To hear Trout working his Stratocaster live and in person is to fully comprehend the irony of his current situation. A near-legend to European blues fans, he's barely a footnote to most U.S. blues fans. Anyone who sits through a couple Trout sets in a blues club realizes that his relative anonymity on this side of the Atlantic is ridiculous. When Walter fires up his axe, what follows is nothing short of a revelation. He flies like Stevie Ray Vaughan did. He's got Buddy Guy's inventiveness and flash, Eric Clapton's technique and savvy, Roy Buchanan's fire, and, most importantly, Walter Trout's heart.

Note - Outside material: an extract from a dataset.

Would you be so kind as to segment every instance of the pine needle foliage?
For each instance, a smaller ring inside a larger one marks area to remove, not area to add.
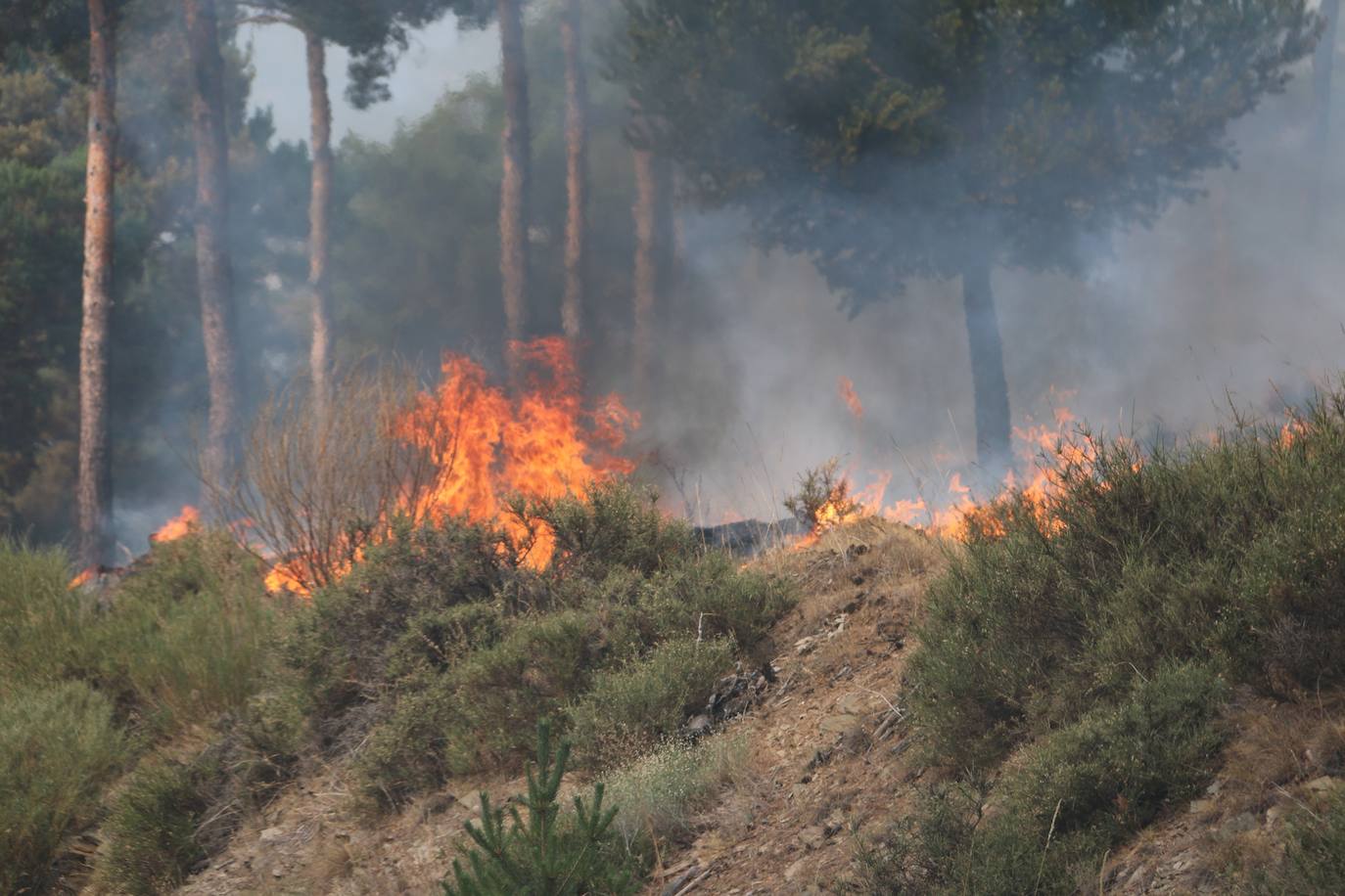
[[[574,797],[574,814],[561,815],[558,794],[570,746],[551,743],[550,723],[537,725],[537,762],[527,768],[527,797],[518,809],[491,803],[482,793],[480,826],[467,822],[476,849],[467,866],[453,860],[445,896],[580,896],[633,893],[636,860],[612,830],[616,809],[603,807],[603,785],[592,805]]]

During his second set at Tony's, Trout told the crowd that Bob Dylan is the musician who inspired him to take up the guitar. Backstage after the gig, however, he added that hearing Mike Bloomfield on the first Paul Butterfield Blues Band album was the epiphany that led him to take up electric guitar. "I heard Bloomfield, and I was gone, man. That was it. I said to myself, 'that's what I want to do with my life.'
"When I was a teenager, people were always saying, 'Yeah, you're really good on that guitar. But what if it doesn't work out?' I always told them that I guess that would mean I'd be playing the guitar in some corner bar when I was 50 years old. So what? I knew that this was what I was meant to do, and I was gonna do it no matter what."

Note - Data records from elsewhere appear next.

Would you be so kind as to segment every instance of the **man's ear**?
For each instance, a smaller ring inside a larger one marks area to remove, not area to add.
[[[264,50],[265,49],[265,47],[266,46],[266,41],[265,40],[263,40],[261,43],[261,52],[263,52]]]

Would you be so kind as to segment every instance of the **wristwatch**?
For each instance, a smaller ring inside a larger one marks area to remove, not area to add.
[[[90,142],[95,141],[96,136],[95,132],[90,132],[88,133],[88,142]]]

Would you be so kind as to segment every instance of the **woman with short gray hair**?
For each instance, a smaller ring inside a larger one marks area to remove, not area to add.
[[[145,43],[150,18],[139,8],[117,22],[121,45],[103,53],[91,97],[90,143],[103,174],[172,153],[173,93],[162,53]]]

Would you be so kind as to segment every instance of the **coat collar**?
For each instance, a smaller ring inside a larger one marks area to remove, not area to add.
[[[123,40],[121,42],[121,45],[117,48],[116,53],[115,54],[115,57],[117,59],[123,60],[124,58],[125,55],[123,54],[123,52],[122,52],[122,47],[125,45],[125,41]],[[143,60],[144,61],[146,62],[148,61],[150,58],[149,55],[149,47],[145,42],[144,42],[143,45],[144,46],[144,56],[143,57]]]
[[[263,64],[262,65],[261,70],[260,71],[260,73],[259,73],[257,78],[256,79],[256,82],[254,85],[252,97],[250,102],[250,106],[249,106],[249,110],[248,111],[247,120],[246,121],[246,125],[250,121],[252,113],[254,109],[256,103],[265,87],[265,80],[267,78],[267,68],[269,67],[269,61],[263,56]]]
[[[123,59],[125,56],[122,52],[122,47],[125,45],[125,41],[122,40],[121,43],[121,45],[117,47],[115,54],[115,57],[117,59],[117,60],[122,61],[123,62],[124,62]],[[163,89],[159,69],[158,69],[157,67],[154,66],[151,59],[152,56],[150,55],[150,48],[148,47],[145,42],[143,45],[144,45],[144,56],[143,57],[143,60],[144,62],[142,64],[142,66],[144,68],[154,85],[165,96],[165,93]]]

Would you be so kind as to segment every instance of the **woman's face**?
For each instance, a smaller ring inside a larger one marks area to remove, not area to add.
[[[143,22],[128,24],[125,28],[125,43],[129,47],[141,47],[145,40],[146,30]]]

"I'm an American. I want to be recognized by my own people."
Trout's determination led him to California, where he still makes his home with his Danish wife, Marie, and their two sons. He worked as a sideman for such artists as Big Mama Thornton, John Lee Hooker, and Percy Mayfield. A John Mayall gig got him to Europe, where he landed a record deal with Elektra Denmark.

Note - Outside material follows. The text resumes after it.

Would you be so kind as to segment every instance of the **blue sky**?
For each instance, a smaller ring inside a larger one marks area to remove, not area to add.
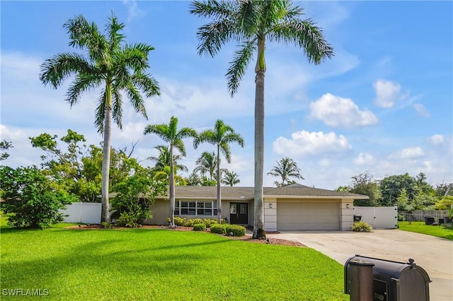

Today, Trout can't walk down the street in any major city in western Europe without people dogging him for his autograph. Then he flies home to America, where nobody knows his music. Ruf Records, which has released Trout's two most recent albums in the U.S. (including his new album, Livin' Every Day), means to wise-up the American blues audience. The label has Trout on a 42-city summer tour. It's Trout time in bluesland U.S.A. "I'm an American," Trout said. "I want to be recognized by my own people. I've thought about moving to Europe, but my wife says if I can't sit on the beach under a palm tree reading the L.A. Times every day I'll go crazy in two months. I know she's right. Besides, I won't give up on my own country."